The Bookshop of the Broken Hearted
Page 3
Three days before Trudy was due to pick Peter up, Tom took him down to the river to fish. This was the boy’s favourite thing, fishing for the small rainbow trout at the confluence of the creek and the river where the water rattled over the small round stones. He’d developed a handy way with the rod, Peter. As small as he was, he could still get some decent loft on his cast and he knew how to flick the bale back over the line at just the right moment and draw the line in at a speed that kept his lure off the riverbed. When a trout took his lure, he knew to play it at the right tension and keep the tip of his rod up. He couldn’t net a trout while still holding the rod, not yet, but he was pretty good all the same.
This day, Tom let him catch three little trout before giving him the news about his mother. One of the trout was a brown, a bit bigger than the rainbows. Catching a brown was a prize.
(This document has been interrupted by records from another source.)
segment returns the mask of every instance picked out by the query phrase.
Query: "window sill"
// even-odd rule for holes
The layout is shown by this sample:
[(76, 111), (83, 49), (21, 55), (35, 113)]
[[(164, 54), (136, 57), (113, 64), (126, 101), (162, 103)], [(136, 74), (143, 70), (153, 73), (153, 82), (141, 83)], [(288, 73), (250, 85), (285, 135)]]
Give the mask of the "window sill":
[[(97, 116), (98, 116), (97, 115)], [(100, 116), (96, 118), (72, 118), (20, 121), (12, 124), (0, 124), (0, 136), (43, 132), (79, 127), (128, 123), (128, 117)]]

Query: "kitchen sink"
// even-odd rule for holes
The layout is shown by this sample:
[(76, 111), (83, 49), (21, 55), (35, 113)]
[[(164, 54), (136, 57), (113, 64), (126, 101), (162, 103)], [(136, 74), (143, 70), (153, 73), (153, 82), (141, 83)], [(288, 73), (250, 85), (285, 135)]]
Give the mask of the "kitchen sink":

The rainbows were maybe more beautiful with their mottled colouring but the brown trout were stronger and fought harder and their hatred for the person on the other end of the line was obvious.
The boy made a small pool in the shallows of the river using rocks as a wall and in the pool the dead trout kept fresh. It was necessary to check every fifteen minutes or so to make sure that yabbies hadn’t invaded the pool to pick at the trout. It was not unknown for a big yabby to drag a small trout back into the current of the river and make off with it. Building the wall of stones that hemmed off the current of the river was something that gave the boy as much pleasure as catching the trout.
Tom said, ‘The thing is, old fellow, your mum’s coming up in a few days’ time. You know who I mean, don’t you?’
‘Trudy.’
‘Trudy, yeah. And she wants to take you back with her, wants you to go and live with her.’
The boy looked puzzled. But he didn’t say anything. Instead he dashed to his pool to check for yabbies. Tom walked down to him and put his hand on the crown of his head.
‘Bit of a bugger, isn’t it?’ he said.
The boy said something too soft to carry.
‘What’s that?’ said Tom.
‘I can’t,’ said the boy.
‘You can’t?’
‘I can’t,’ the boy said again. He’d begun to cry.
Tom crouched down, his hand now on the boy’s shoulder. In the rock pool two small yabbies were making towards the eyes of the brown trout. Tom picked them up and tossed them into the current. ‘Peter, it’s not what I want,’ he said. ‘She’s your mum, you see. It’s not what I want.’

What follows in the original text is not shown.